Like others have said, the price is way over what current market value, which I'd place at around $800. Among vintage US-made vintage drums, Slingerland are the least valued (some would say undervalued, but that's a whole other discussion), and since the seller doesn't bother taking a shot of the ride, crash, and hi-hat cymbals and their stamps (more about that below), it's difficult to determine whether the cymbals add any value or are just more crap that whomever buys these will have to dispose of somehow..

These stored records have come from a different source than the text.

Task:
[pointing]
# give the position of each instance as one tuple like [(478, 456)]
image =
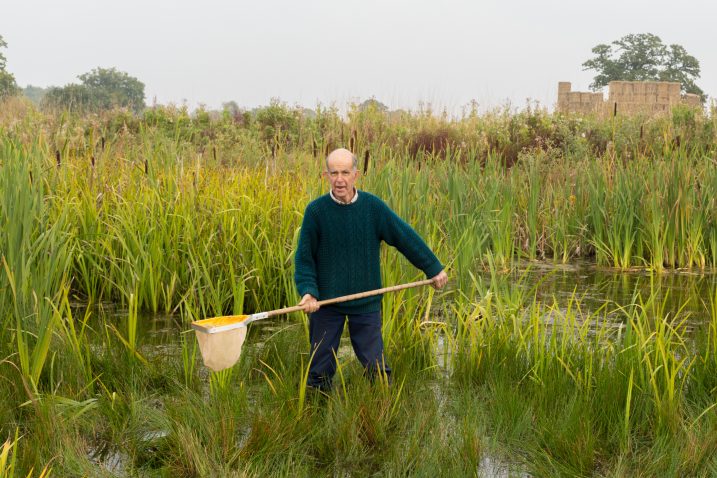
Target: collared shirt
[(339, 201)]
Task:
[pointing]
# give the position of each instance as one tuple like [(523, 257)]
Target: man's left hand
[(440, 280)]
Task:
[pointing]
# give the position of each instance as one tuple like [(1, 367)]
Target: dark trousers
[(325, 328)]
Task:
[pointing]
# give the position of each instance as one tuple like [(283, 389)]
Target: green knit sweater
[(339, 250)]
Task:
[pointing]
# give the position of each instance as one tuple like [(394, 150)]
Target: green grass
[(195, 217)]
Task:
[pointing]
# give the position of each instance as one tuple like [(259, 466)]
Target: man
[(338, 254)]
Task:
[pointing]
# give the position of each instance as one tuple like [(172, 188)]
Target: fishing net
[(222, 349)]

The photos are absolutely terrible, and I'm not talking about focus or lighting, but rather composition, as the drums in the "master shot" are not set up properly and are posed in front of what appears to be a storage locker. Situated as they are among poorly placed accessories, the whole thing looks like a load of clutter that someone just bought for cheap at a storage locker auction, and the seller is another one of those Storage Wars a$$hats looking to "strike it rich". The video is equally as useless.
The "detail" shots show one right thing (the Slingerland badge) but the rest are all the wrong things like sticks, cymbal bags, drum cases (which looks like there are more cases than drums) - things utterly irrelevant to someone interested in a 50-year drum kit.
The response given to the question about drum size - "..Mounted Tom - 13" x 10" Snare - 15" x 6 1/4" Floor Tom - 17" x 17" Bass - 20 3/4" x 16"..", reveal the seller to be utterly clueless as to what he is selling, which casts doubt on the whole enterprise since one cannot believe what they are being told about a particular thing if the person doing the telling has no idea as to what they are talking about.
And that, my friends, is why these haven't sold.